2435 words (9 minute read)

TWO

My cell phone was in my hand without me being exactly aware of how it got there. I punched in Dave Tanner’s number. He picked up on the third ring.

"Hello?"

"Mr. Tanner? Matt Salewski."

"Oh, hey," he said. "You got the pictures? Are they clear enough?"

"Yeah, they’re good," I said. "I need some background before I get started here. Can you talk?"

"Sure. Teresa’s not here right now."

"How long have you been married?" I asked.

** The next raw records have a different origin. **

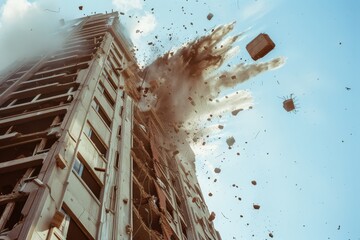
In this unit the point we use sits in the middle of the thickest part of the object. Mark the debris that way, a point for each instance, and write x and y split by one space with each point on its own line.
224 215
260 46
289 105
230 141
256 206
235 112
212 216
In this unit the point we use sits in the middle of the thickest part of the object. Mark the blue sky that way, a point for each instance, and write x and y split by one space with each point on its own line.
306 164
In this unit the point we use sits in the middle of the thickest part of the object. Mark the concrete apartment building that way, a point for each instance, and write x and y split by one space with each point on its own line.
78 160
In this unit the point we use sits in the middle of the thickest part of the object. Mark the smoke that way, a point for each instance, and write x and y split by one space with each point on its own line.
184 86
27 29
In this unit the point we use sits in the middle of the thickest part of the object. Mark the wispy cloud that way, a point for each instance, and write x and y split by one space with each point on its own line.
26 29
127 5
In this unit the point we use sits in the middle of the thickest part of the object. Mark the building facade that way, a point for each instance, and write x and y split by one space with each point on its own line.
78 160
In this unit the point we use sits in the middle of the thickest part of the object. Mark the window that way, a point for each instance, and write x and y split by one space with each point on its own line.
113 198
110 79
83 171
105 93
117 159
97 142
102 113
71 229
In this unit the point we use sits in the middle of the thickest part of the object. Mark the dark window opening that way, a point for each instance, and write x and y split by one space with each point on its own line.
106 94
83 171
16 215
97 142
117 160
18 151
56 93
24 100
74 231
119 133
183 228
39 126
111 80
169 209
49 143
42 106
4 130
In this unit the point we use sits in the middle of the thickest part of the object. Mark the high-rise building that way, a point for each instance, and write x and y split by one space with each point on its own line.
79 160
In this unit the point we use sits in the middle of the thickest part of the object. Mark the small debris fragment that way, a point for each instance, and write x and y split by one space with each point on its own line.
289 105
260 46
212 216
256 206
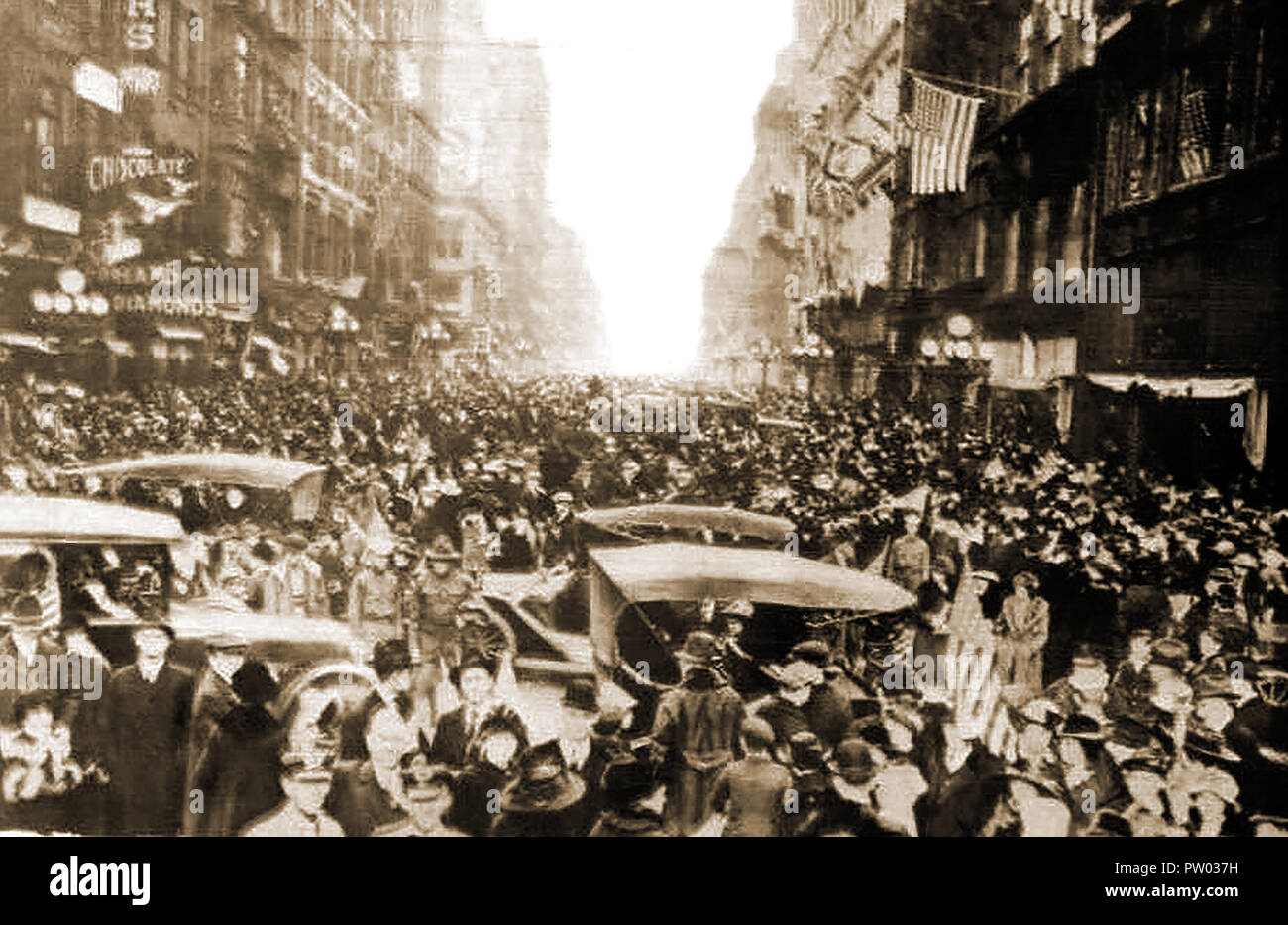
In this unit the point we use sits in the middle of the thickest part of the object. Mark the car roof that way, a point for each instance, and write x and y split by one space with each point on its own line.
206 620
690 517
220 467
71 519
684 570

"About four, four-and-a-half years."

"So before you sold your website for a bazillion clams," I said.

"Yeah," Tanner said. "She didn’t marry me for my money. At least there’s that."

"How long you think she’s been stepping out?" I asked.

"She’s been a bit distant for about a year and a half. She’s been doing her nighttime vanishing act for about seven, eight months," he said.

Before I’d met her. "Okay," I said. "Where would she be right now?"

"In Jacksonville, shopping," he said. "Really shopping. Her friend Rosa picked her up about twenty minutes ago to go to St. John’s Towne Centre. They’ll probably be gone most of the day."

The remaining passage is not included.